Music Ngram Viewer

Here are the datasets backing the Music Ngram Viewer. These datasets were generated in April and September 2011; I will update these datasets as the score recognition continues, and the updated versions will have distinct and persistent version identifiers (20110401 for the current set). You can also access data not yet published here via the API

Each of the numbered links below will directly download a fragment of the given corpus. In addition, for each corpus I provide the file total counts, which records the total number of 1-grams contained in the scores that make up the corpus. This file is useful to compute the relative frequencies of n-grams.
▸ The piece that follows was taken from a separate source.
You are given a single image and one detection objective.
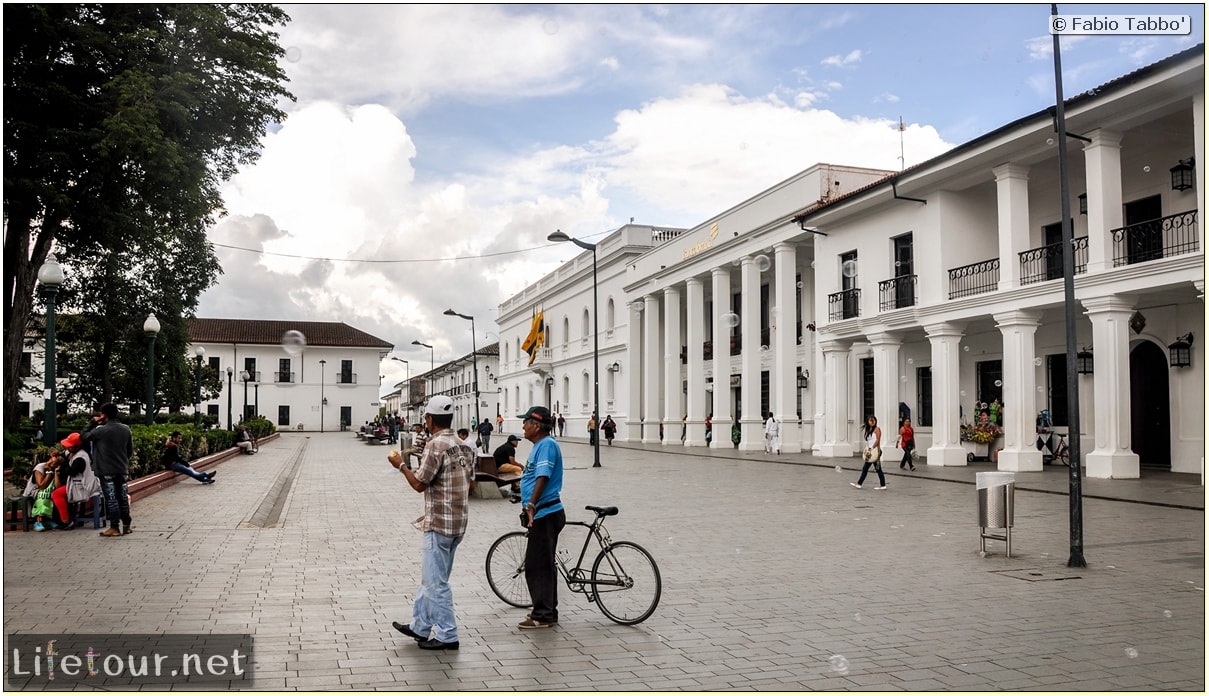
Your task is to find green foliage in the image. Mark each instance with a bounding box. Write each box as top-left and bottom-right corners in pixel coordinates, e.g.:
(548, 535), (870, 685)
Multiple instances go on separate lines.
(2, 4), (293, 427)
Details on the corpus construction but are abbreviated here. Of note, I report only the n-grams that appeared over 3 times in any particular year. Therefore, the sum of the 1-gram occurrences in any given corpus is smaller than the number given in the total counts file.

File format: Each of the numbered files below is gzipped tab-separated data. Each line has the following format:

ngram TAB year TAB match_count NEWLINE

As an example, here are the 7,000,000th and 7,000,001st lines from file of the IMSLP interval 5-grams (imslp-interval-5gram-20110401.csv.gz):

3 -2 4 -5 3   1804   94
3 -2 4 -5 3   1805   21

The first line tells us that in 1804, the melody occurred 94 times overall.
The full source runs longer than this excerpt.